From column (1), it can be seen that for SOEs, the regression coefficient of OFDI is significantly positive at the 1% level, indicating that OFDI significantly promotes green technological innovation in SOEs. From column (2), it can be seen that for non-SOEs, the regression coefficient of OFDI is not significant, suggesting that OFDI does not promote green technological innovation in non-SOEs.
This is because state-owned enterprises (SOEs) hold a unique economic position in China, serving as a barometer of government policies (Zhao, J. and Lee, J., 2020) [
43]. Consequently, benefiting from ownership policy advantages and substantial government financial support, these enterprises exhibit a higher propensity for outward foreign direct investment (OFDI). Moreover, SOEs possess stronger research teams and a greater number of high-quality research projects, enabling them to rapidly absorb and adopt advanced green technologies from foreign markets (Li, Y. et al., 2024) [
44]. Additionally, in terms of financing, non-SOEs face higher borrowing costs from banks and other financial institutions compared to SOEs. This financial disadvantage often leads to funding shortages, which in turn constrains R&D investment in non-SOEs.
(3) Enterprise Pollution Degree Heterogeneity Analysis
To explore whether OFDI has different effects on green technological innovation for enterprises with varying pollution levels, this paper challenges the assumption of homogeneity regarding the pollution levels of enterprises.

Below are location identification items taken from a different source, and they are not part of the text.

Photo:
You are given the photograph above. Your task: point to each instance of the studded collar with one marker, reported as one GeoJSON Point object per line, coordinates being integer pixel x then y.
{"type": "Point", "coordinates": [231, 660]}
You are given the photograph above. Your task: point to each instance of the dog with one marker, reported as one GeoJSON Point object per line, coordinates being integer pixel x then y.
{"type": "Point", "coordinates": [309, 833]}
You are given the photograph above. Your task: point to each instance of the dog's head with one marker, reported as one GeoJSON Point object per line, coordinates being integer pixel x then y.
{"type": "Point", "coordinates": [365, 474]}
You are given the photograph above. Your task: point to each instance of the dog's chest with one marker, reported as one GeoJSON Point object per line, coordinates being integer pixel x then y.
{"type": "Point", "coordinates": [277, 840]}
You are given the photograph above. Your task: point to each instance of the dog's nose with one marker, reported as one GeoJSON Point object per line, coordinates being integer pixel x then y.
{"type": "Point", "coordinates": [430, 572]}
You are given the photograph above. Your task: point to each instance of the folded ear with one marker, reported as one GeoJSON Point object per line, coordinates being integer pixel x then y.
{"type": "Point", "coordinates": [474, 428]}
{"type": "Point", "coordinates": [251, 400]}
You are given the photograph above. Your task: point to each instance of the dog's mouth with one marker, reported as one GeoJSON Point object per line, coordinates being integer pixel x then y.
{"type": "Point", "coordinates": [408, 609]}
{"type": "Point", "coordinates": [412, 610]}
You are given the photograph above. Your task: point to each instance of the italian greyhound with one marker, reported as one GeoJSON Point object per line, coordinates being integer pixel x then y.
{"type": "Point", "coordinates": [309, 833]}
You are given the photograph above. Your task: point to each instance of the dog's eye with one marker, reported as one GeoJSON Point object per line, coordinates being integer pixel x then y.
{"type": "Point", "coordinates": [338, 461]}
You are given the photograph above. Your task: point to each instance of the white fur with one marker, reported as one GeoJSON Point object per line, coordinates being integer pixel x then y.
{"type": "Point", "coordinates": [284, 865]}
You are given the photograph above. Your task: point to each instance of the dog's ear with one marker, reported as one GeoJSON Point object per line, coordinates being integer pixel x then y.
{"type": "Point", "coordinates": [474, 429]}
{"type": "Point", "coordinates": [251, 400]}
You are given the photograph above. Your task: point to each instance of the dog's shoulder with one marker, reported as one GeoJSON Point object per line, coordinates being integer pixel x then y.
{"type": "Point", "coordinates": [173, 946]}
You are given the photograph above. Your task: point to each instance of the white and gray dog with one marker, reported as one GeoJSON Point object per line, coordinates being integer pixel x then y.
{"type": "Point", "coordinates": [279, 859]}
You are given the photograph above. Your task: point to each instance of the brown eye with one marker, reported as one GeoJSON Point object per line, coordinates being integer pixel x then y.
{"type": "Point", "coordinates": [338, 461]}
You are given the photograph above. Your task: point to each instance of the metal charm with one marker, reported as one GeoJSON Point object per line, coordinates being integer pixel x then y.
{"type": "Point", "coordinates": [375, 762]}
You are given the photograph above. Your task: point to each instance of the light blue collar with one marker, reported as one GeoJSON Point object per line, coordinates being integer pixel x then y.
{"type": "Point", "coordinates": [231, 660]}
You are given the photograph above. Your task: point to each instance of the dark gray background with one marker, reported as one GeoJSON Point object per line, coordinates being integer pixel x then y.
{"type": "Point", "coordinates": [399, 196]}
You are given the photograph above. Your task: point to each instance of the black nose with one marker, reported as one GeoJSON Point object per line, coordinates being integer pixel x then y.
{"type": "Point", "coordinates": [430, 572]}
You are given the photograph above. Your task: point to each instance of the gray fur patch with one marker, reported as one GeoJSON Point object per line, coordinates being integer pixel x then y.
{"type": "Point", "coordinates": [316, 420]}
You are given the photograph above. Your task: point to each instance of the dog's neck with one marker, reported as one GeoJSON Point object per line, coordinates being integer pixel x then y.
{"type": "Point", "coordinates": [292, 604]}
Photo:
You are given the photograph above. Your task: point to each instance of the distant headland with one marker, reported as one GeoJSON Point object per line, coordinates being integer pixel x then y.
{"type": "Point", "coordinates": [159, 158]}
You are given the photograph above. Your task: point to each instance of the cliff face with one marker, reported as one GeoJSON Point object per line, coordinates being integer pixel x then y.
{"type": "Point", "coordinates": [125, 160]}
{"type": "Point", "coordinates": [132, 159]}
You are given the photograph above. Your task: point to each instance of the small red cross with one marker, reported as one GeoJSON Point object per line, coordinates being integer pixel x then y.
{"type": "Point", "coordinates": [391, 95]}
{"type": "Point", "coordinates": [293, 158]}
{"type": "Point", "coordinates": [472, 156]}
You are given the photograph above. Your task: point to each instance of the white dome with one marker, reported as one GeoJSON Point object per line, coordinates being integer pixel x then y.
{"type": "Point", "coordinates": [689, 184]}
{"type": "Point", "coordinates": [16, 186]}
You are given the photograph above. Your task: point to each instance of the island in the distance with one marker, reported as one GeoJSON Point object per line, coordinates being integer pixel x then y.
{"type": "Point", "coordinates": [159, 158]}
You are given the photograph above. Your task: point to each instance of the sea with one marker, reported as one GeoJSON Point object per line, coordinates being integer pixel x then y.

It classifies listed companies into polluting and non-polluting enterprises, based on the “Environmental Information Disclosure Guidelines” issued by the Ministry of Ecology and Environment of the People’s Republic of China. The regression results are shown in
Table 9, with column (1) representing the results for polluting enterprises and column (2) representing the results for non-polluting enterprises.
From column (1), it can be seen that for polluting enterprises, the regression coefficient of OFDI is only significant at the 10% level, indicating that the effect of OFDI on green technological innovation is not very pronounced for polluting enterprises. In contrast, from column (2), it can be seen that for non-polluting enterprises, the regression coefficient of OFDI is significantly positive at the 1% level, indicating that OFDI significantly promotes green technological innovation in non-polluting enterprises. Compared to non-polluting enterprises, the impact of OFDI on promoting green innovation is weaker for polluting enterprises.
This is because operating in international markets is inherently a long-term process, requiring enterprises to continuously expand and gradually adapt to foreign markets. As a result, the costs incurred in overseas expansion are difficult to translate into immediate financial returns in the short run (Xu, L.E. et al., 2021) [
45]. Compared to non-polluting enterprises, polluting enterprises engage in outward foreign direct investment (OFDI) primarily to relocate their production processes with high pollution emissions—those that are more likely to face penalties, stricter regulations, or even shutdowns from domestic environmental authorities—to overseas regions. These enterprises tend to shift such activities to less developed countries and regions that have not yet prioritized environmental protection policies (Tolliver, C. et al., 2020; Bai, Y. et al., 2020) [
46,
47]. As a result, polluting enterprises are more inclined to sustain their regular overseas operations rather than allocate financial resources to green innovation initiatives. Furthermore, investing in green innovation projects entails significantly higher costs and greater risks, making it a less attractive option for polluting enterprises.